Similarly, we must prepare ourselves for God’s giving of the Torah. If we would not prepare for receiving the Torah, it would be impossible for the Torah’s goals, directives, and instructions to stick to us and make an impact. We must first become people worthy of hearing the Torah’s sophisticated message. We must work on our character and only then can we utilize and apply the Torah. This idea is expressed in the Talmud: “Without proper character, there is no Torah.”

So God established a holiday in which we rejoice in the weeks spent in preparation for the giving of the Torah. We revel in the beautiful and refined people that we have become as a result of the previous seven weeks, knowing that it is only due to this tremendous self-improvement that we merit receiving His instructions for living, carrying out God’s plans for the world through the Torah.

Celebrating the counting and preparations also brings to life the concept of the application of Torah being primary, and not just the intellectual study, even if one studies with sincere and holy intentions. The goal of study is to impact upon all of our actions and thoughts in fulfilling the entirety of the Torah’s 613 laws. On Shavuot we accept and recommit ourselves to the wholeness of Torah.


This clarifies a common misconception regarding Shavuot and returns us to our opening question as to why Shavuot has no specific mitzvah or observance prescribed.

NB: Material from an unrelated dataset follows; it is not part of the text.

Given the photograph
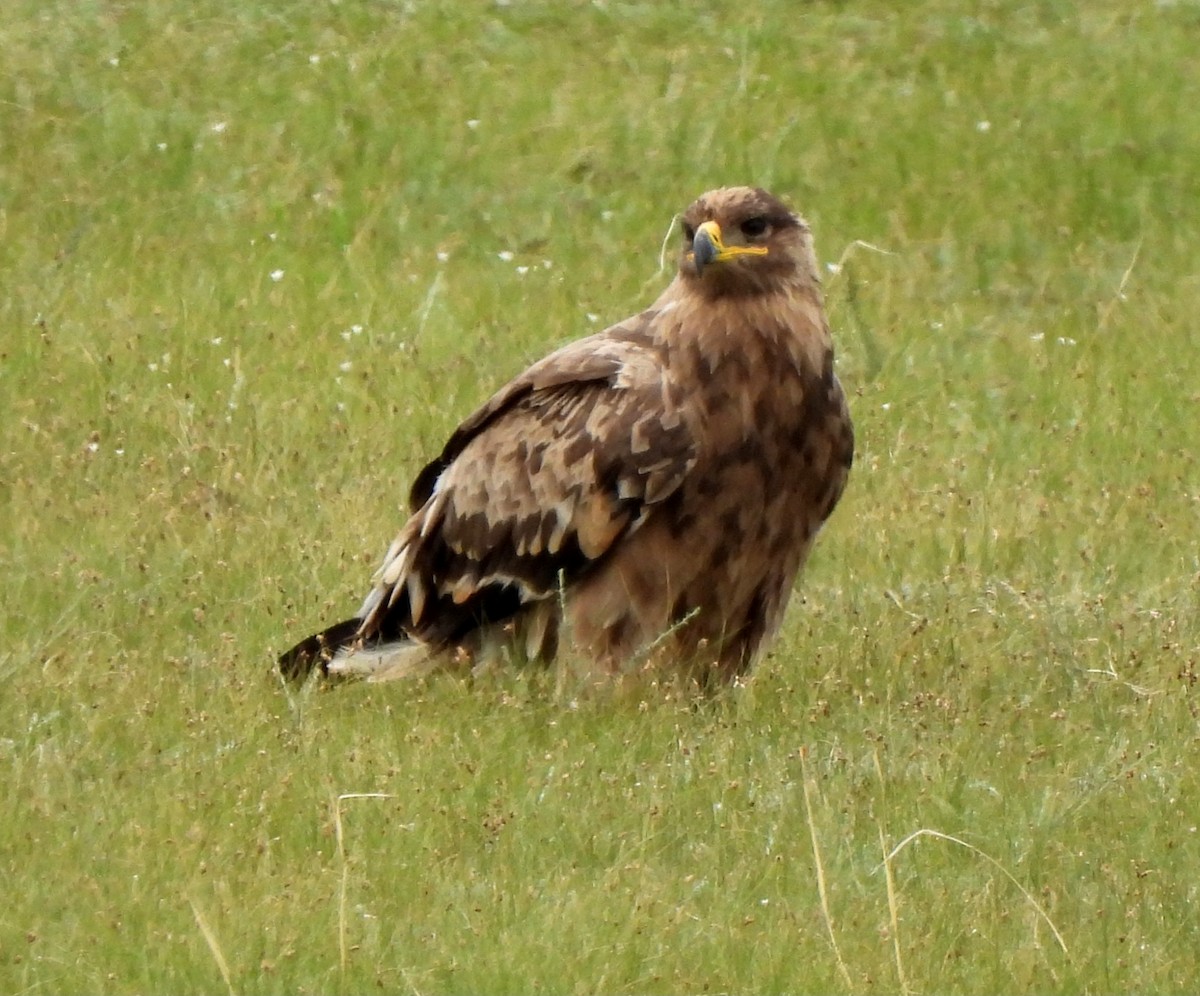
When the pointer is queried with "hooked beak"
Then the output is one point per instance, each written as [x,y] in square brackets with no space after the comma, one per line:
[708,247]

Generally, it is understood that the focus of Shavuot is the commandment to study Torah. While this may be true if measured by a standard of time, since we do spend the entire Shavuot night studying Torah, it is inaccurate, nonetheless. Rather, the focus of Shavuot should be a reestablishment of our connection to the entire Torah, with all of its laws.

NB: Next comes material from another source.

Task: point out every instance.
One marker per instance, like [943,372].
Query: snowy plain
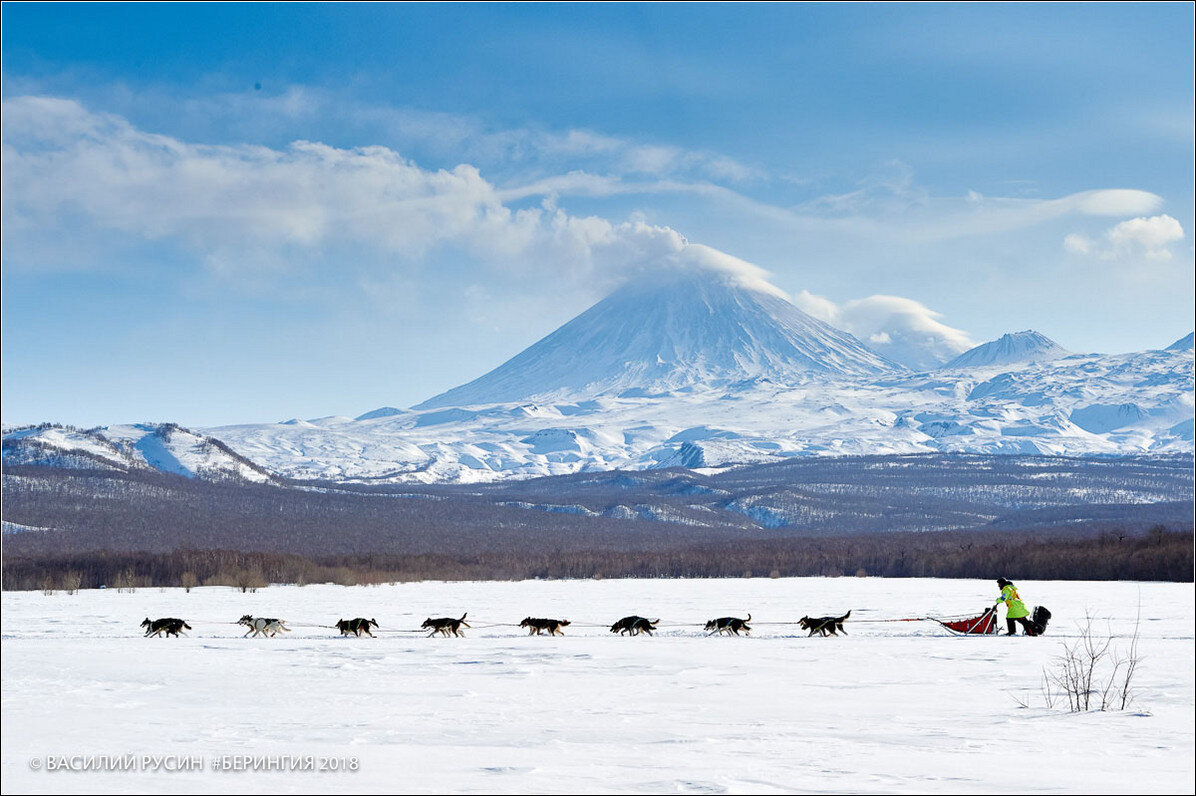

Whenever we experience a festival, we are not simply commemorating an event; we are reliving it. Every festival is an opportunity for growth because the festival is infused with spiritual forces that were unleashed due to some historical event.

On Shavuot, the Jewish people received and accepted the Torah. Thus, every year we accept the Torah anew, and we must find ways in our personal service of God to strengthen our commitment to all of Torah.

Perhaps it is for this reason that the Torah does not prescribe a specific ritual observance for Shavuot. On other holidays, the Torah gives specific directions both in the letter and the spirit of the laws. At times, one can “get lost” in the performance of the ritual and fail to achieve significant general growth due to a lack of focus on the general meaning of the festival. The Torah accounts for this, but for most holidays allows the fulfillment of an observance to suffice.

On Shavuot, however, the Torah does not want us to become “distracted” by the performance of any specific commandment. The giving of the Torah is far too powerful and all encompassing to enable any expression of specific ritual through physical action to be meaningful. The Torah includes all commandments. A mitzvah ritual obligation would actually detract from, not enhance, the general goal of a recommitment to the entire Torah on Shavuot.

We learn all night and as much as possible on Shavuot to show how precious the Torah is to us and to express our great desire to know all of God’s Torah. It is only with knowledge of the Torah that we can begin to allow it to impact upon us as people. Only through the knowledge of Torah will our character improve, and only through study will we become familiar with all its laws. But we can’t allow Torah study alone to “steal” the day. We must realize that the focus of Shavuot must be to recommit ourselves to the entirety of Torah and its laws.